Thursday, November 24, 2011

11.23.11 SHONEN FUCKING KNIFE



live photo totally stolen from Kirsten Ferguson

SHONEN KNIFE w/ THE LAST CONSPIRATORS

Valentines Music Hall and Beer Joint

November 21, 2011

Japanese punk princesses Shonen Knife’s 2011 world tour conluded with their debut Albany gig at Valentines. Good freakin’ get Mr. Glassman! Looking like 1960’s stewardesses in coordinated Modrian-inspired A-line dresses, the girls raised a fuss and a holler through an hour and a quarter of unbridled rock joy. The main show was a rapid-fire set of original songs spanning the band’s 30-year 20-album career, mostly simple three-chorders with equally simple topics (“Let’s Rock Society”, “I Am A Cat”). There was constant motion, cool rock moves galore, lots of heavy metal hair tossing and throwing of the horns. And utterly charming broken English stage patter. And tons of smiling. If a member wasn’t singing on mic, she was smiling and singing along off mic. If this is Shonen Knife’s schtick, I’ll take it over other bands’ grim and dour schtick (um, like the Feelies?) every day of the week. It was impossible not to smile back.

What was apparent from the git-go was that Shonen Knife is, on top of everything else, a very, very, very good band. New drummer Emi Morimito was a monster, and she and effervescent bassist Ritsuko Tenada are one of the more formidable rhythm sections you’ll ever see. And pixie matriarch and sole original member guitarist Naoko Yamano lords over the proceedings with grace, dignity, and loudness. Like the point needed to be proven, the set ended with tune that bounced between jarring precision speed metal and Sabbath-like sludge. We’re talking jaw-dropping.

The band left the stage after an hour and disappeared into the dressing room. After a few minutes, strains of Ennio Morricone’s “The Good, The Bad, And The Ugly” began blasting out of the PA. This was the Ramone’s traditional entrance music. The girls stormed the stage wearing torn jeans and black leather jackets over Shonen Knife t-shirts. 1-2-3-4! They played 8 Ramones tunes off their new tribute album “Osaka Ramones”. A grown woman from the somewhat geriatric crowd tried a stage dive. It worked. The room was totally unglued.
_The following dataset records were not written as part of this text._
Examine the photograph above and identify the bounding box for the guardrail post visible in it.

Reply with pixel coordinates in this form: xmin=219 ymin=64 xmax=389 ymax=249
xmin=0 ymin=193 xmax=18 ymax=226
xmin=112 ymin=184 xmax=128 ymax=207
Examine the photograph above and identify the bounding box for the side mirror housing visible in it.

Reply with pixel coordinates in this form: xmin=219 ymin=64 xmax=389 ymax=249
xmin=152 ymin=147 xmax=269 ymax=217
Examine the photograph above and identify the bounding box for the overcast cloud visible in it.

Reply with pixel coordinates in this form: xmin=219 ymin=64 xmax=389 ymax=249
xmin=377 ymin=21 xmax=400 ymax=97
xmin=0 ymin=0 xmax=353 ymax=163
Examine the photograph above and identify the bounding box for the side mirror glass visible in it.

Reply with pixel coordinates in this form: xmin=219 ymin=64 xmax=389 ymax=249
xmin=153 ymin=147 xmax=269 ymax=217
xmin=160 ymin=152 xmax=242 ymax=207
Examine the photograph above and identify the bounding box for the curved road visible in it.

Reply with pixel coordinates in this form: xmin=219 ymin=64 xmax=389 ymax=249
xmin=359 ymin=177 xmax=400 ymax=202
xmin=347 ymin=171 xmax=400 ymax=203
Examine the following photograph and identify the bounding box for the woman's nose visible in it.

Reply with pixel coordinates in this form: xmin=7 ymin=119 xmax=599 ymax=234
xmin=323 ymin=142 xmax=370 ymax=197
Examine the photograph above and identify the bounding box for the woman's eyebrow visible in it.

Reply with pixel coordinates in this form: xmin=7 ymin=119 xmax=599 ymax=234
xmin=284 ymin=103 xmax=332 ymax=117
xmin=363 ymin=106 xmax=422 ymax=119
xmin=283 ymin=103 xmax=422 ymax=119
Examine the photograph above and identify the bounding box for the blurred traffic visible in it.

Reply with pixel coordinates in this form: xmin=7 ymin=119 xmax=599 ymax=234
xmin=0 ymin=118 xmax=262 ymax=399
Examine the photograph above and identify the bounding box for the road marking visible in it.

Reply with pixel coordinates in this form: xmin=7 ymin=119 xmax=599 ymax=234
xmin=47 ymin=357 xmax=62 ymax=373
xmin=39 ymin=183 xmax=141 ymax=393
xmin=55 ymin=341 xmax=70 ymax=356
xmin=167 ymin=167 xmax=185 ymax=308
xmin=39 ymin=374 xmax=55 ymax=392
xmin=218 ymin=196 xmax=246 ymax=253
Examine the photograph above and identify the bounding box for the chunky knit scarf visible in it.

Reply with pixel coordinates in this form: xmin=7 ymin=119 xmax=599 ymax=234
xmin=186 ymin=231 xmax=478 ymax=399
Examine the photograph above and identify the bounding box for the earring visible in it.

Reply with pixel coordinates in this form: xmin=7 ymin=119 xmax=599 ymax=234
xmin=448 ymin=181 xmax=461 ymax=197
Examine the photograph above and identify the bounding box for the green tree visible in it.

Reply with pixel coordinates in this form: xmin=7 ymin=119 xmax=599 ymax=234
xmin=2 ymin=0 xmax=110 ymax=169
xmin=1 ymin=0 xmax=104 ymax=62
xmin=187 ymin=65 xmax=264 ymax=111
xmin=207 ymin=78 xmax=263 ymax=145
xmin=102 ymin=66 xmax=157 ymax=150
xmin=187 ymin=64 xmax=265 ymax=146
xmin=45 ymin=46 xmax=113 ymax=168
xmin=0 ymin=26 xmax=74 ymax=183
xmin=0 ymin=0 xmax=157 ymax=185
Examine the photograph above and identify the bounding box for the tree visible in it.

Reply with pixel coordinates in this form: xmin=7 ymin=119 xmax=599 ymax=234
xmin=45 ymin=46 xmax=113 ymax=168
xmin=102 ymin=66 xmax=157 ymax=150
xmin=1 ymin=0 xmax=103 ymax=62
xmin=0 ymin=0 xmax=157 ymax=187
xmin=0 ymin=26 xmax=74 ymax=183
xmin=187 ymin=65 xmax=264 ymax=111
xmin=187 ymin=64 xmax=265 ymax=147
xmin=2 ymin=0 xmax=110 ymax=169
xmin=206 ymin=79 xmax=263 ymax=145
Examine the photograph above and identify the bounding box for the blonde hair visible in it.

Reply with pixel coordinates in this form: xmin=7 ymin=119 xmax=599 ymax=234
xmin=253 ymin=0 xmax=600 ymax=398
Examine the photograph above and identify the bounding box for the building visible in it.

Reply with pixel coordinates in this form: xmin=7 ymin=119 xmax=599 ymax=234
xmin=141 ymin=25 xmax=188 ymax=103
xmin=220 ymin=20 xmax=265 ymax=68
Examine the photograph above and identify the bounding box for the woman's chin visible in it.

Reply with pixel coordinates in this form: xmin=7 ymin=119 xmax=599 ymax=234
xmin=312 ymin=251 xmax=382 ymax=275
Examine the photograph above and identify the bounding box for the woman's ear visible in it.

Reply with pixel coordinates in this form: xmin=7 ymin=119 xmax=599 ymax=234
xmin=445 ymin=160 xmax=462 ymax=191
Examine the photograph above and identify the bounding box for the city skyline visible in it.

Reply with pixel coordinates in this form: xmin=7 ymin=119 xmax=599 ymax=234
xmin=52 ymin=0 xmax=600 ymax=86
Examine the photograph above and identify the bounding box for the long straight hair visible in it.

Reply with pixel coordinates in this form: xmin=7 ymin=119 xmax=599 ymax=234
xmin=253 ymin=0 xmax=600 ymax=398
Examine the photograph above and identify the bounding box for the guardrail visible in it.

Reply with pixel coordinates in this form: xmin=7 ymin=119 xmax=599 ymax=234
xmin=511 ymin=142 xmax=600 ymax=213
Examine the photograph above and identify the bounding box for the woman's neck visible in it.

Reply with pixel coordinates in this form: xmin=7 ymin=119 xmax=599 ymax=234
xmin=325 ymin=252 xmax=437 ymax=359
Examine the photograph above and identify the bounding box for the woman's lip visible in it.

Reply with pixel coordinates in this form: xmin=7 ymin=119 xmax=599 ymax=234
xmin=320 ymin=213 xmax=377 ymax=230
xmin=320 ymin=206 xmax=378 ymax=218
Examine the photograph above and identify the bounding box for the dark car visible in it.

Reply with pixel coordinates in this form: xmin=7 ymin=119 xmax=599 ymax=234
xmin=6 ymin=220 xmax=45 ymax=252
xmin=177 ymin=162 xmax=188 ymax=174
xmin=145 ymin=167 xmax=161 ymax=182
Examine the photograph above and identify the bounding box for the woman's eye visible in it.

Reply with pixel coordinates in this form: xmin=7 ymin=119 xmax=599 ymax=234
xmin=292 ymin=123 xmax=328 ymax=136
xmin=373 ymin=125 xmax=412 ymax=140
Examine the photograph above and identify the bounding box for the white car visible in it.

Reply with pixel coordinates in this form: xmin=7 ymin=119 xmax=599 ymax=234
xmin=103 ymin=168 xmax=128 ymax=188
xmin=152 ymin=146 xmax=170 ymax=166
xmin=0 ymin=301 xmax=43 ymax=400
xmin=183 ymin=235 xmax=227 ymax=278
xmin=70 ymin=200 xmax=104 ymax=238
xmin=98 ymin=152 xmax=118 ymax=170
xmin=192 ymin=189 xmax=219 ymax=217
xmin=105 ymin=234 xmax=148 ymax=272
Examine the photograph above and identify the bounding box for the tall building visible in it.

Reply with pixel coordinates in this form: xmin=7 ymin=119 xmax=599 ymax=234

Many shows these days leave me vaguely empty, either some old coot meaninglessly running down old triumphs or some young lost souls jockeying for position by copping stuff that was done better 30 years ago. This show left me shockingly blissful and goddamned glad to be alive.

Local vets The Last Conspirators opened the show in grand style, pumping out rock-solid songs over the humungous beat of Al Kash, the nuanced psychedelic slinkiness of my new favorite guitarist Terry Plunkett, and, of course, the boundless voltage of the irrepressible Tim Livingston.